2. Workforce Retention Over Capacity Building

While a massive amount of funding goes toward short-term “capacity building” workshops, African healthcare systems suffer severely from a lack of capacity retention.

To foster workforce loyalty, reduce brain drain, and boost productivity, African nations must build safe, supportive work environments. This requires ensuring psychological safety alongside tangible physical resources—including properly equipped laboratories, reagents, personal protective equipment (PPE), and clinical consumables. Under these enabling conditions, a trained workforce can focus effectively on localized health issues.

3. Equitable Access to Countermeasures

Africa must stand firm during international treaty negotiations. The continent must refuse to compromise on the ratification of global health pacts, demanding guarantees for:

  • Fair technology transfers
  • Intellectual property (IP) waivers during health crises
  • Robust regional manufacturing footprints

By expanding the local production of diagnostic kits, syringes, gloves, masks, and vaccines, African nations can insulate themselves from the supply chain collapses and unequal distribution pipelines witnessed during the COVID-19 pandemic.

4. Sustainable Financing and the African Epidemic Fund

Historically, the greatest financial barrier in African healthcare has not just been a lack of capital, but the wastage of available resources on misplaced political priorities.

To remedy this, governments must commit to steady domestic healthcare investments using blended financing models that combine public and private sectors. A prime example of this strategy is the African Epidemic Fund, launched in 2025 by the African Union. Designed to build rapid financial reserves for locally led emergency responses, this relatively new fund must operate under strict accountability—providing transparent, regular public updates on donor contributions and project impacts.
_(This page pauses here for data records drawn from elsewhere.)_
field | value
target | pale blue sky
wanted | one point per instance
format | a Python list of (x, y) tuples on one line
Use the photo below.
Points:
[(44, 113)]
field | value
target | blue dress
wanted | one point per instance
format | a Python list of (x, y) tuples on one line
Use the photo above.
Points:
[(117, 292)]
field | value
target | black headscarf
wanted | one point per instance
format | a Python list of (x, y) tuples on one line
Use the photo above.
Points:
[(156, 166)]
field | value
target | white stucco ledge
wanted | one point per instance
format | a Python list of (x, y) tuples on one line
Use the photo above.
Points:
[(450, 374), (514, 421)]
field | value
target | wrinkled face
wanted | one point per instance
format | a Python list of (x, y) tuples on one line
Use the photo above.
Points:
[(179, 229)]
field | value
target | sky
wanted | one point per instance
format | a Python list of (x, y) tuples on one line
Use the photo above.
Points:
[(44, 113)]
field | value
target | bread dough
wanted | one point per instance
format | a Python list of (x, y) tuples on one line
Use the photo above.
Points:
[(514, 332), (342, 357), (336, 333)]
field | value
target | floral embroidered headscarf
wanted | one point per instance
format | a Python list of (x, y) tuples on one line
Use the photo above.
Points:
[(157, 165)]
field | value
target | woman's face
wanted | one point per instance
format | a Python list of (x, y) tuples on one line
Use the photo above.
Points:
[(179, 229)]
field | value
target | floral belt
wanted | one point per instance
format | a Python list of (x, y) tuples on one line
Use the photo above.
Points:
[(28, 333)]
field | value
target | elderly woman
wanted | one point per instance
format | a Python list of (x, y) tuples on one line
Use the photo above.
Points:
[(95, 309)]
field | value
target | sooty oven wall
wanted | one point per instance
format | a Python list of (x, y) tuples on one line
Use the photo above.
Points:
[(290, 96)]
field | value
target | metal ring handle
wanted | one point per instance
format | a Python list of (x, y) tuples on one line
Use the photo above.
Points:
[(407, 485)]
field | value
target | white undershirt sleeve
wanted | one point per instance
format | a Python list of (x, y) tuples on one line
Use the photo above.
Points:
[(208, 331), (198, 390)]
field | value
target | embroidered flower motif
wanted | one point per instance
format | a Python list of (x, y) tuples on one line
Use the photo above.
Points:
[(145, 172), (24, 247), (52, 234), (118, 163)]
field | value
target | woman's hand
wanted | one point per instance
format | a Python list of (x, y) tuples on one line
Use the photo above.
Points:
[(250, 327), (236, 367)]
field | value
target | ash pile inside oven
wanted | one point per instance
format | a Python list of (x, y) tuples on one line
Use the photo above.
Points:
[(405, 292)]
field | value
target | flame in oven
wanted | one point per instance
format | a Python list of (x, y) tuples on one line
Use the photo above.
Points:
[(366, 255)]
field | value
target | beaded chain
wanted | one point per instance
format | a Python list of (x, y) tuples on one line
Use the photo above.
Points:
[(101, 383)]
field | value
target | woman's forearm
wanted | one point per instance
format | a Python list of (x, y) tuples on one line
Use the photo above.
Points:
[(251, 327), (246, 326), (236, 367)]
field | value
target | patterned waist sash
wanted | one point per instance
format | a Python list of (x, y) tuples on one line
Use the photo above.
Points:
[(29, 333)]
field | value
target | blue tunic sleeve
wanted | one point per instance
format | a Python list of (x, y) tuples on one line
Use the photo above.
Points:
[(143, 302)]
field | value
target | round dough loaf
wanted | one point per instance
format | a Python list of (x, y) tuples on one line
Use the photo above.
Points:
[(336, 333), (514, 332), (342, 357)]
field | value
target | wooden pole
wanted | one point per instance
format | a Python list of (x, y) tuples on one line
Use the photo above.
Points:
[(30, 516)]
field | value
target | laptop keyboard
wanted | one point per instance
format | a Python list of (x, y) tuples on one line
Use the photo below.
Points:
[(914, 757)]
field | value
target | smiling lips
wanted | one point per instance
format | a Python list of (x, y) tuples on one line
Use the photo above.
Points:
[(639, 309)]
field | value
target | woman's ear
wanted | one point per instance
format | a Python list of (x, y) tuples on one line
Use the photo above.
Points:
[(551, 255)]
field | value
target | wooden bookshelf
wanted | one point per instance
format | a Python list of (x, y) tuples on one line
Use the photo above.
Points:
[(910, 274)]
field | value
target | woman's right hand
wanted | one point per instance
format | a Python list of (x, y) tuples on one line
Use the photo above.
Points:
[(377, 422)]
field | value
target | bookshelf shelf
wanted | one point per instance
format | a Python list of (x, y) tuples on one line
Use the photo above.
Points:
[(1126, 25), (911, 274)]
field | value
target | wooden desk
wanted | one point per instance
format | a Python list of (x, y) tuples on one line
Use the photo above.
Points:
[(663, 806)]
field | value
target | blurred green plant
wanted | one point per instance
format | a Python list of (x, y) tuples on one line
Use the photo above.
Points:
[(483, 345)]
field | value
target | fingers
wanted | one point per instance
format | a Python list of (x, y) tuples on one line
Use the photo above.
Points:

5. Moving Beyond Political Slogans

There can be no recess or holiday from pandemic preparedness. Advocacy from African political elites must move past empty campaign slogans and be driven directly into binding national legislation by regional bodies like the African Union.

Ultimately, the report emphasizes that top-down infrastructure is useless without trusted, bottom-up community engagement. True pandemic resilience will only be achieved when local communities are actively involved and empowered as the first line of defense against emerging biosecurity threats.